Le conseil exécutif – le ministère de François Legault qui est le principal organe décisionnel du gouvernement – avait également eu une rencontre avec le PDG de la SAAQ, qui a été relevé de ses fonctions après le fiasco. «On avait tous reçu la présentation du plan de déploiement des nouveaux systèmes informatiques», disait Mme Guilbault en mai 2023.

Cependant, le cabinet de M. Legault a affirmé à La Presse que le premier ministre lui-même n’a pas assisté à une telle rencontre et ignore l’identité des dirigeants qui y ont participé.

À VOIR ÉGALEMENT | Fiasco SAAQclic: la CAQ et Éric Caire étaient au courant, martèlent le PLQ et le PQ

Une enquête publique?

Y aurait-il dû avoir intervention et suivi du gouvernement Legault après ce relais d’information de la part de la SAAQ, même si «on nous avait dit que tout était correct», comme le disait Geneviève Guilbault en 2023?

Cette question restait sans réponse dimanche, mais l’opposition réclame une enquête publique. Par exemple, le chef par intérim du Parti libéral (PLQ), Marc Tanguay, a relayé samedi la proposition de son parti de constituer une commission d’enquête publique indépendante «sur le degré de connaissance et d’ingérence politique» dans ce dossier.

Pour le PLQ, il faut «établir clairement toute l’information transmise» et enquêter sur «les circonstances ayant mené à des décisions prises pour «contourner un risque médiatique et politique élevé» dans le lancement de SAAQclic, pour recevoir les recommandations d’une telle commission d’enquête au plus tard en septembre prochain.

De grands dépassements de coûts

Toute cette saga découle de la publication du rapport de la vérificatrice générale Guylaine Leclerc, le 20 février dernier. Augmentation des coûts, enjeux dans les tests... Des risques importants subsistaient peu de temps avant le lancement de la plateforme SAAQclic en février 2023, qui a tourné en véritable fiasco, selon les découvertes de la VG.

Le programme CASA, responsable de mener à terme le vaste chantier de transformation numérique de la SAAQ, a connu de nombreux retards avant la mise en service du nouveau système informatique de la société d'État. Qui plus est, «la direction du programme n’a pas mené les tests nécessaires» avant le lancement de ce dernier.
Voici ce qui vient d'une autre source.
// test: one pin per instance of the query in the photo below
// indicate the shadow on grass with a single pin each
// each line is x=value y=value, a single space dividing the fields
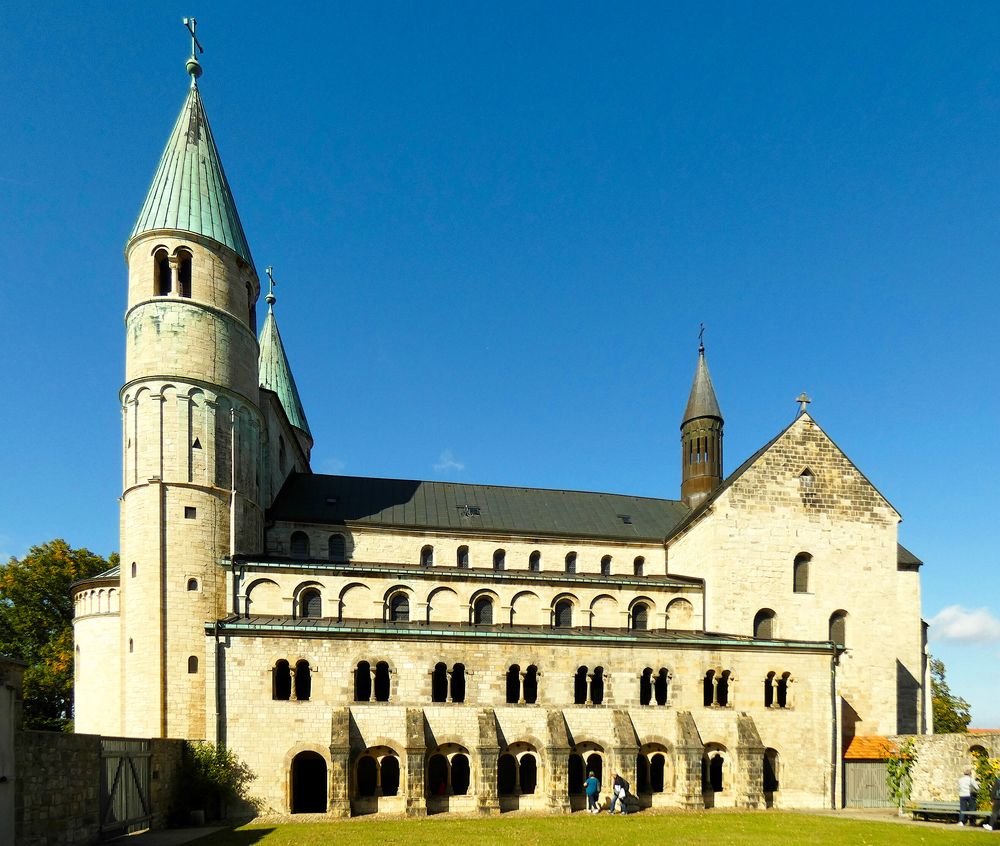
x=235 y=837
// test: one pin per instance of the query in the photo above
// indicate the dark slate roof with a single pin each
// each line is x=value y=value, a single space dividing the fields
x=732 y=478
x=702 y=401
x=401 y=503
x=326 y=626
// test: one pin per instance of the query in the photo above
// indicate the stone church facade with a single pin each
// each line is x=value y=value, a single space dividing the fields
x=378 y=645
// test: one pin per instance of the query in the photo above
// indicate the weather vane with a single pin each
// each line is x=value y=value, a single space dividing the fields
x=192 y=26
x=193 y=65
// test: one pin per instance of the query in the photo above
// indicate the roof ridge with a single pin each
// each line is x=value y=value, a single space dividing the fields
x=490 y=485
Lors de sa mise en service, la plateforme SAAQclic a connu son lot de ratés provoquant des files d'attente remarquable devant les succursales. Le ministre Caire avait admis que l'affaire était un «fiasco». M. Caire affirmait pourtant à l'époque que rien ne laissait présager une telle pagaille qui a coûté à elle seule 40 millions de dollars. Il a démissionné jeudi dernier, dans la foulée du rapport de Mme Leclerc.

C’est un budget de 638 millions de dollars étalé sur 10 ans qui avait été attribué au programme CASA lors de son lancement en 2017. On prévoit désormais que celui-ci sera plus dispendieux de 500 millions de dollars en mars 2027.

L’une des principales causes de l’explosion des coûts est la sous-évaluation de la complexité d’un des volets du nouveau système informatique liée aux permis, à l’immatriculation et au contrôle routier, explique-t-on dans le rapport. De plus, l'augmentation de 329 % du budget n'a pas été «clairement communiquée aux décideurs», souligne la VG.

Avec de l'information de Julien Denis pour Noovo Info, ainsi que de La Presse canadienne.